For more than a decade, AIMS has published papers and Commentaries about Canada’s equalization program, pointing out its flaws and making suggestions for improvement.

As the Senate Standing Committee on National Finance met to discuss the issue of equalization and examine whether there is a fiscal imbalance, it turned to AIMS for answers. AIMS vice president Charles Cirtwill and policy analyst Bobby O’Keefe travelled to Ottawa to meet with the Senate Committee.

The resulting Commentary is called “The Brick on the Scale: How Equalization weighs heavily on us all.” 

It draws on AIMS indepth research, including its most recent series which gained headlines and comments across the country. Over-equalized shows that equalization receiving provinces often spend more on government services than non-equalization receiving provinces.

As Cirtwill told the Senators, “Equalization receiving provinces tend to have larger numbers of public service employees on a per capita basis and pay their public servants a greater wage premium (compared to the average industrial wage) than the national average of these measures. On top of this, the equalization receivers have higher than average debt levels.”

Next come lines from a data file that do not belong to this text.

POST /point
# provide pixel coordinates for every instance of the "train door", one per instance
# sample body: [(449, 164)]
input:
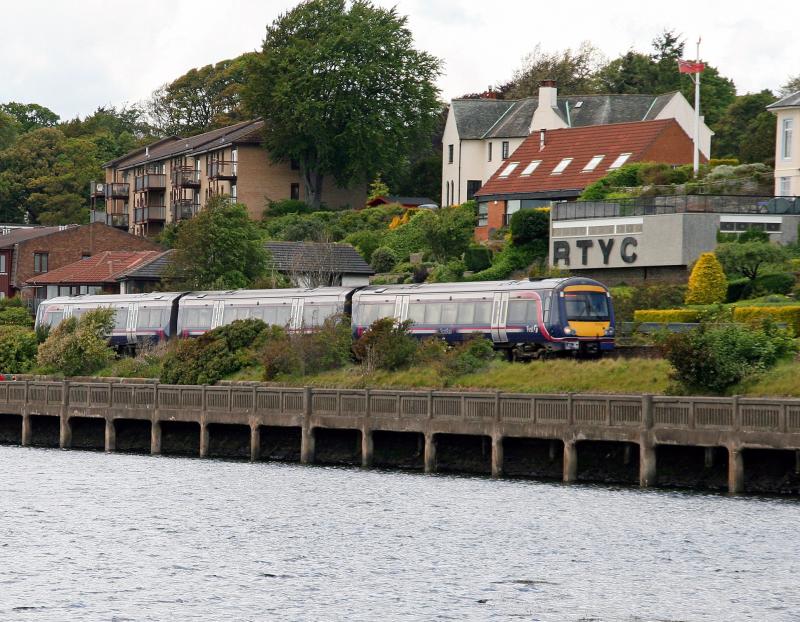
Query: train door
[(296, 319), (401, 308), (499, 314), (130, 322), (216, 316)]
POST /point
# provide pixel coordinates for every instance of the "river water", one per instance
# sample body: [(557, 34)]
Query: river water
[(88, 536)]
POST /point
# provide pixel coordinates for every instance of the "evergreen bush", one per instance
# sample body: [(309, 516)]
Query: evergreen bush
[(707, 283)]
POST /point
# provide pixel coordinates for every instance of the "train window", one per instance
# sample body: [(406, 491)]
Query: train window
[(521, 312)]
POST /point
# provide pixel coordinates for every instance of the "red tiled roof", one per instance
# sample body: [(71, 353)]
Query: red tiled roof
[(101, 268), (656, 140)]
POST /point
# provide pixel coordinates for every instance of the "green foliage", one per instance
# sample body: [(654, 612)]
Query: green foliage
[(747, 259), (78, 347), (18, 346), (220, 248), (213, 355), (477, 257), (375, 90), (715, 357), (383, 259), (707, 283), (788, 314), (385, 345), (666, 316)]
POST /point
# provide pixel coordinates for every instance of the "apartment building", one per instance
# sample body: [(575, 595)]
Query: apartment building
[(787, 145), (171, 179), (481, 134)]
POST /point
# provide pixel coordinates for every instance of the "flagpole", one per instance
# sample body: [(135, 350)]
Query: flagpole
[(696, 160)]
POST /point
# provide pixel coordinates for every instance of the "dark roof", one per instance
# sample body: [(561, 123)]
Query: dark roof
[(149, 270), (316, 257), (790, 101), (489, 118), (20, 235), (244, 132), (582, 144), (104, 267)]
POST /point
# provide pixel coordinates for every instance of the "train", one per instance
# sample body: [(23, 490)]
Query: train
[(524, 318)]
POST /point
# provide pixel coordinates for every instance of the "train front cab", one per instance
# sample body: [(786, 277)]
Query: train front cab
[(585, 321)]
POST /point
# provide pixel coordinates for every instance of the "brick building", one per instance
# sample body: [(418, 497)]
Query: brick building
[(171, 179), (26, 253), (557, 165)]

He explained that while not eliminating the need for equalization, the AIMS analysis provides further support to the argument that the current system over-equalizes, with the result that the extra cash is captured by well-organized public servants — who turn the extra money into either substantially higher wage premiums, extra public employees, or both — or it allows politicians to shift taxation into the future by using equalization to finance high levels of public debt.